Bird and the Straw Man
Bird continues, “In my mind, acknowledging the reality of racism, discrimination, and injustice – whether historical, cultural, institutional – and determining to change it, does not require adherence to a Marxist narrative, or becoming Woke.” Here again, if Bird is suggesting that Strachan said anything like this he is either very seriously mistaken or else lying. Strachan explicitly states the opposite in his lectures. If Bird is not talking about Strachan here, then who is he talking about? Perhaps Bird means to reference Durbin, but – and this may be difficult for some – Durbin and Strachan are not the same person. This misguided line of thinking permeates Bird’s post. He writes, “So don’t buy into the lie that acknowledging a history of racial injustice and prioritizing the pursuit of racial justice is wokeness. Don’t buy into the lie that all social justice is driven by Marxist ideology. It is not!” Of course social justice is not driven by Marxist ideology when we understand the term ‘social justice’ to be defined in a way that it is not at home in a Marxist ideology. I doubt that even Durbin would disagree with that tautology. But note that when Bird says not all “social justice is driven by Marxist ideology” he is simultaneously conceding that some social justice is driven by Marxist ideology. Strachan has a problem with that. Does Bird?

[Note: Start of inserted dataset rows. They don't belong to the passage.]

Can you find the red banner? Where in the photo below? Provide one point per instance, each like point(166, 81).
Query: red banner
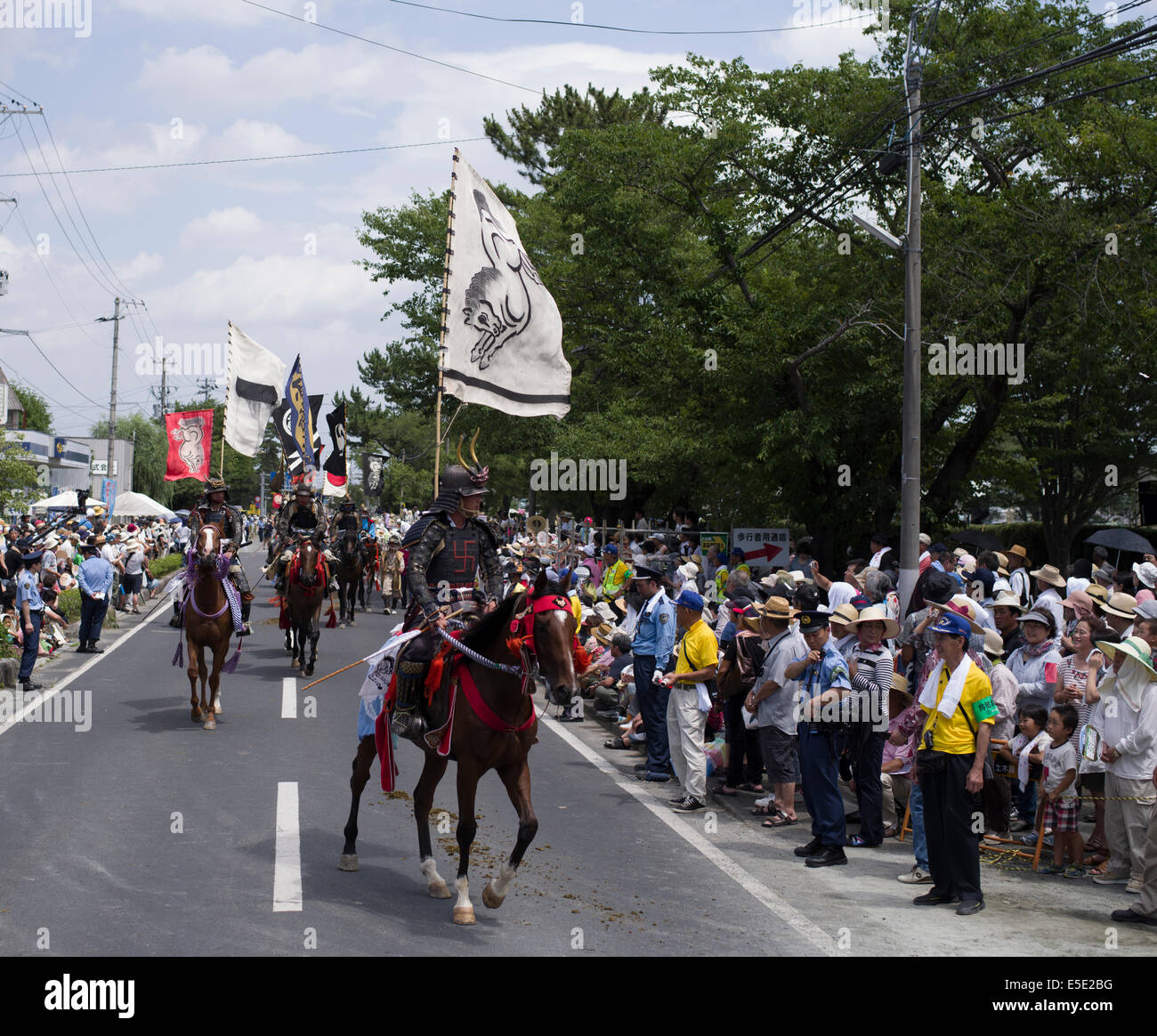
point(190, 436)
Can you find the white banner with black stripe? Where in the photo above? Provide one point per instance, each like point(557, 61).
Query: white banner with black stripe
point(504, 334)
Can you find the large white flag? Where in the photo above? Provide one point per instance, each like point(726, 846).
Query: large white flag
point(504, 342)
point(255, 381)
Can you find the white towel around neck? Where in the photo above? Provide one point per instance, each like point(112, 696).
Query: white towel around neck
point(952, 692)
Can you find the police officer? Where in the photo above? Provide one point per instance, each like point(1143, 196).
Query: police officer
point(30, 608)
point(824, 680)
point(651, 648)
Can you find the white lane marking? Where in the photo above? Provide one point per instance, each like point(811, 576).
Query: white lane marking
point(51, 692)
point(805, 927)
point(287, 854)
point(288, 697)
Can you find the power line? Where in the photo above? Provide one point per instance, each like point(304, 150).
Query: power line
point(397, 50)
point(866, 15)
point(352, 150)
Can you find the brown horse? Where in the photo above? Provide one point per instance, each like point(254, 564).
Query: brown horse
point(350, 569)
point(478, 746)
point(304, 594)
point(208, 622)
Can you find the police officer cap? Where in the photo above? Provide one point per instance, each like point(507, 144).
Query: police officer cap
point(810, 620)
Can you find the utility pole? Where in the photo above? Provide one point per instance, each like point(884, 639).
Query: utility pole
point(112, 392)
point(910, 488)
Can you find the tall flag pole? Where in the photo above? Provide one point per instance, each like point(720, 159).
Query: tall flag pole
point(443, 327)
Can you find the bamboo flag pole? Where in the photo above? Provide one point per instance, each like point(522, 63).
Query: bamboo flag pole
point(443, 328)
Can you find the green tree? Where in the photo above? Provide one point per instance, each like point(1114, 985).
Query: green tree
point(37, 416)
point(18, 477)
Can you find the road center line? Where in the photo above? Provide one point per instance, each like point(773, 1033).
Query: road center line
point(287, 852)
point(289, 697)
point(779, 906)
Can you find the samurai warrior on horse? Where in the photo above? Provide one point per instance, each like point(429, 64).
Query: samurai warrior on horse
point(214, 509)
point(449, 546)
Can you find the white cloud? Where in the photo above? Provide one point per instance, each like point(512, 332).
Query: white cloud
point(142, 265)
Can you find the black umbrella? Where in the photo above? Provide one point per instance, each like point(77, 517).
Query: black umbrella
point(975, 538)
point(1121, 539)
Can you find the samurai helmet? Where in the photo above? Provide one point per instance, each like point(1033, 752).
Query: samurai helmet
point(462, 480)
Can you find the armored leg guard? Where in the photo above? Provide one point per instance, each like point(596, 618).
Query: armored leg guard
point(406, 721)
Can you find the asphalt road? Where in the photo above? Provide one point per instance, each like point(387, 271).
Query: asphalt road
point(146, 835)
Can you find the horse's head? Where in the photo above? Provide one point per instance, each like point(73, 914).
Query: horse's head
point(307, 563)
point(554, 628)
point(207, 549)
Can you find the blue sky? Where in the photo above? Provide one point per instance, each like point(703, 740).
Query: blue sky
point(272, 246)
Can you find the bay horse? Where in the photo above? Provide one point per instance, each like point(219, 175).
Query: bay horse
point(350, 569)
point(305, 589)
point(208, 622)
point(373, 553)
point(500, 741)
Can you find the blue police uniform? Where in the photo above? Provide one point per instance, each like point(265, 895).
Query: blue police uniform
point(27, 590)
point(820, 749)
point(651, 647)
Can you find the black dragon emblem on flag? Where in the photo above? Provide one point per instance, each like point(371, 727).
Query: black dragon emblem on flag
point(498, 300)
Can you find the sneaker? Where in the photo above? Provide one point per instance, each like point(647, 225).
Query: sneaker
point(917, 875)
point(1112, 878)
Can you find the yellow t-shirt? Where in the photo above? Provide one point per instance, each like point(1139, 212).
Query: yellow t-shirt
point(953, 735)
point(616, 577)
point(699, 650)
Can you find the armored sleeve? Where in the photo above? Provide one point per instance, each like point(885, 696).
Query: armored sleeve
point(420, 555)
point(489, 563)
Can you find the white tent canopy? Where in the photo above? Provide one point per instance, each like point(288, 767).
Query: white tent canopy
point(138, 505)
point(65, 499)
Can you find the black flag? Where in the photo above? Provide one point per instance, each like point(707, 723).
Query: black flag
point(336, 466)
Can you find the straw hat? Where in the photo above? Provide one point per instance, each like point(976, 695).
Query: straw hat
point(1051, 574)
point(778, 608)
point(875, 613)
point(1135, 647)
point(994, 643)
point(967, 607)
point(845, 615)
point(1121, 605)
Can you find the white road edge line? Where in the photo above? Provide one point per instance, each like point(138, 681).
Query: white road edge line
point(287, 854)
point(51, 692)
point(805, 928)
point(288, 697)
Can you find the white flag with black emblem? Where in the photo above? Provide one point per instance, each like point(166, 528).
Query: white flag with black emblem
point(255, 380)
point(504, 334)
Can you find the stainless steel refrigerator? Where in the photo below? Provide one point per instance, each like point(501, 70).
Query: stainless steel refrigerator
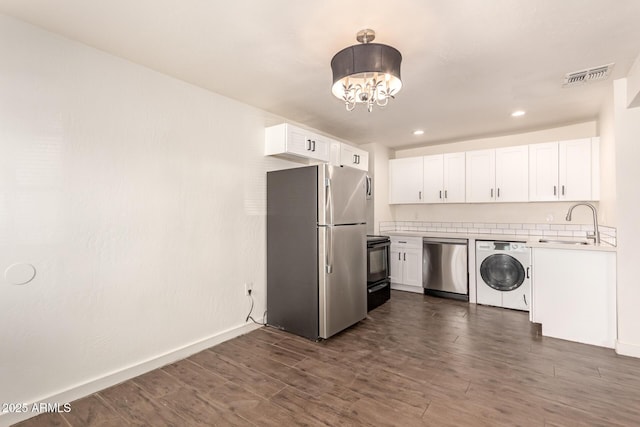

Bird concludes, “Let me be clear, love of neighbour requires you to be concerned for the just treatment of your neighbour, whether they are Black, Hispanic, First Peoples, LGBT, migrant, Muslim, working-class, or even Baptist. Any derogation of a Christian’s duty to be concerned about the welfare and just-treatment of their neighbour is an attack on the biblical love command itself.” What would lead Bird to believe Strachan would object to that? Certainly nothing by way of what he has provided in his post. If Bird wants to interact with Strachan’s lectures then he should listen to those lectures. If he wants to engage Strachan on differences over secondary and tertiary matters related to these difficult topics, he should absolutely do so. That would advance the conversation. Bird’s post attempting to paint his apparent opposition as a fundamentalist leading a war on love does not do that.
Given what I have written here, it should come as no surprise that I do question whether or not Bird really is, “that rare voice of reason in this asylum of politics and religion.” Bird’s post comes across less as a careful consideration of the serious topics under discussion and more as a hit piece on a Southern Baptist professor. Kudos for the amusing joke about the duty to love one’s neighbor even if he is Baptist, but by my lights Bird failed to live that out in this instance.